À reconsidérer : si l’on relit le programme-cadre, on le trouve réellement novateur, quatre ans avant le congrès de l’ABF sur les bibliothèques de l’avenir et cinq ans avant l’étude du Crédoc. Novateur en quoi ? L’idée de médiathèque de proximité : « favoriser l’émergence de lieux modestes mais très disponibles pour les gens » (Jean-Jacques Aillagon) ; l’accent sur les nouveaux médias, internet, la vie culturelle ; des interrogations sur les financements mais pour la première fois depuis les années Gattégno, une aide sur les ressources humaines dans un objectif de qualification sinon de pérennisation (aide dégressive) ; une réflexion sur les publics spécifiques : handicap, citoyenneté (kiosque, jeune public) ; l’idée d’agora – l’ABF dira forum : sociabilité, rencontre, séjour ; les missions de base rappelées (collections, prêt) mais avec un accent sur de nouveaux espaces d’accueil et d’animation relatifs aux nouveaux supports d’information (internet) et aux attentes citoyennes : 42 % de la surface.

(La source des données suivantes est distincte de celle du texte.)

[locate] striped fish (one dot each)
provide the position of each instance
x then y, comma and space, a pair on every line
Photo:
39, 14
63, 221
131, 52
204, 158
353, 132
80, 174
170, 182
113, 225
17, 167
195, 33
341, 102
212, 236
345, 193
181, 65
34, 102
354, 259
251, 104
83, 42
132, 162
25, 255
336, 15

Et une attention portée à la question de la jeunesse : travail multipartenarial en direction de la petite enfance, des publics scolaires au moyen de collections appropriées et d’espaces dévolus à ces actions (kiosque, salle de travail en groupe, salle polyvalente, salle d’heure du conte), dégagement pour les poussettes et stockage des patins à roulettes, salon de lecture et de musique (qu’on pense à la bibliothèque d’Oslo, aux préconisations de l’Ifla en 2005, à la « living-room library »), espaces de rencontre et de détente, avec des collections de BD, des périodiques, des collections multisupports musique, des chauffeuses. L’espace jeunesse est programmé à 90 m², l’espace adultes à 110 m² ; pour les collections, le programme prévoit 3 260 documents pour les jeunes, 10 080 pour les adultes, grosso modo un peu plus de 30 %.
Aujourd’hui, on manque de recul pour dresser un bilan chiffré mais on ne peut que constater l’exemplarité des réalisations et le caractère utilement novateur non seulement de l’architecture retenue, mais aussi, et surtout, du projet et de sa modélisation.
Les BMVR
Programme diamétralement opposé sur plusieurs plans : en terme de visibilité d’abord, inutile d’insister ; en terme d’échelle évidemment : les ruches 500 m² pour 5 000 habitants, les BMVR jusqu’à plus de 20 000 m² – de la proximité à la centralité régionale ; en terme de chronologie : le programme des BMVR est élaboré dix ans avant celui des Ruches, dix années essentielles sur lesquelles les BMVR elles-mêmes ont influé et pour lesquelles on a déjà un recul ; en terme de programme : on a souvent dit que celui des BMVR était flou. Le reproche, on le sait, vaut essentiellement pour le « VR » de BMVR.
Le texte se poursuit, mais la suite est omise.